Applied Psychology

How to overcome loneliness and confront your fear of being alone

Sep 04, 2018

How have we arrived in a culture that values individualism, personal autonomy, independence and fulfilment higher than ever before in human history, yet at the same time is terrified of solitude?

It is this paradox that British author Sara Maitland reflects on in How to be Alone. In her book, Maitland highlights our cultural ambivalence toward being alone. On the one hand, she says, we support solitude in the pursuit of great feats – sailing around the world, for instance, or writing a novel – but to choose this as a general lifestyle? Then you’re likely to be labelled a crazy cat lady.

Maitland addresses the instant reflex reaction we sometimes feel when faced with those who choose to be alone. “We see moral and social conventions as inhibitions on our personal freedoms, and yet we are frightened of anyone who goes away from the crowd and develops ‘eccentric’ habits,” she says.

And, indeed, research bears her out. In a study published in a Science journal, researchers found that most of us would rather administer electric shocks to ourselves than be left alone with our thoughts, even for just six minutes. “Most people seem to prefer to be doing something rather than nothing, even if that something is negative,” say the study’s authors.

Lonely, or just ‘alone’?

Psychology is only just beginning to distinguish aloneness from loneliness. The main distinguisher, it seems, is that being alone is a physical description (meaning when we are alone, we are just not with people), while loneliness is a feeling that often is experienced as negative and painful. “But longing for a lover, relative, or friend is not the cause of loneliness, nor is finding someone necessarily the cure. People inside a tight-knit nuclear family can be just as lonely as those living on their own,” explains psychologist Dr Ester Buchholz in her bestselling The Call of Solitude: Alonetime in a World of Attachment. According to Buchholz, attachments are not automatically fulfilling relationships: “In some cases, attachments are maintained only at the cost of extreme personal compromise: people speak of being shackled and held hostage in a relationship. Certainly there are well-made marriages, but if we are primarily social beings, why would bonding prove so arduous?”

Evolutionary psychologists say the feeling of loneliness developed to alert humans – social animals who rely on each other to survive – that they were too close to the perimeter of the group and at risk of becoming prey. Loneliness, in its most unhealthy form, they assert, is a distorted way of thinking that often has an emotional trigger, be it a big change like a breakup or a geographic move, or something as simple as attending a wedding alone or bickering with a sibling. The result is the same. Our subconscious rewinds back to when we were young and worried someone else wasn’t going to be there to take care of us. “Loneliness is evoked by the ‘emotional memory’ of being a child in need of help,” says US psychotherapist Lauren Mackler, author of Solemate: Master the Art of Aloneness and Transform Your Life.

The art of solitude

But, say the experts, the ability to be alone is, in fact, essential to psychological wellness. Buchholz points out that many of the societies that emphasise close-knit family patterns also provide built-in loopholes that offer individual escape, acceptable ways to dissociate from society – whether in trance dancing, vision quests, or hunting. Western travellers to Japan, in particular, are impressed by the niches set aside in public spaces for individuals to sit alone.

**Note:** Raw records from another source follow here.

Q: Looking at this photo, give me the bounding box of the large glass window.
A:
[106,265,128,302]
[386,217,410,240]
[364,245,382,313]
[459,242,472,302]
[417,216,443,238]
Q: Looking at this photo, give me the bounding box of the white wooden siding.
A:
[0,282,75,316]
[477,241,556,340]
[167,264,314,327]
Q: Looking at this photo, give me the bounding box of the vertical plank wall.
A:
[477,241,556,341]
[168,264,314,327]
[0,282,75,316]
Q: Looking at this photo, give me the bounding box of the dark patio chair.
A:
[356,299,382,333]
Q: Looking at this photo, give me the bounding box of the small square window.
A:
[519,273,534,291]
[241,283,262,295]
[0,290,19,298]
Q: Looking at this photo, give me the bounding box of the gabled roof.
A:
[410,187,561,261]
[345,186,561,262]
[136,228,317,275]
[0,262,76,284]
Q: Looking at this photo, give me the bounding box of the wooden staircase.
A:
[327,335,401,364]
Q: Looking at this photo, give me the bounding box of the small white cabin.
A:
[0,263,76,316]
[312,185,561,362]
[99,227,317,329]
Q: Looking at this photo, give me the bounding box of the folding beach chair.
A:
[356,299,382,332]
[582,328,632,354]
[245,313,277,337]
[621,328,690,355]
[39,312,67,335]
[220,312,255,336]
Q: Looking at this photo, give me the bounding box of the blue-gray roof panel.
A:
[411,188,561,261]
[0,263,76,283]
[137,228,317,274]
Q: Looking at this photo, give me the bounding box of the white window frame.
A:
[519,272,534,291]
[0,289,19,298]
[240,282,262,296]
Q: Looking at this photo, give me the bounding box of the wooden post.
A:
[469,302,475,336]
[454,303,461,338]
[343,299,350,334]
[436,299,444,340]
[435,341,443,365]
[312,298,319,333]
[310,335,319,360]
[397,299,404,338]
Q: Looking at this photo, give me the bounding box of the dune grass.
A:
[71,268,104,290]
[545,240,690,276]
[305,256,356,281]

Maitland, too, speaks of the joys of going solo. Among the rewards to be reaped from unlearning our culturally conditioned fear of aloneness and learning how to “do” solitude well are, she says, “A deeper consciousness of oneself, a deeper attunement to nature, a deeper relationship with the transcendent (the numinous, the divine, the spiritual), increased creativity and an increased sense of freedom.” She encourages us to confront the fear of being alone through small steps, like taking a long bath, turning off our cell phones, or travelling without a companion.

According to Buchholz, now, more than ever, do we need our solitude. “Being alone gives us the power to regulate and adjust our lives. It can teach us fortitude and the ability to satisfy our own needs,” she explains, adding that the stillness of alone experience also provides us with much-needed rest and is, therefore, a restorer of energy. “It also brings forth our longing to explore, our curiosity about the unknown, our will to be an individual, our hopes for freedom,” she continues. “Alonetime is fuel for life.”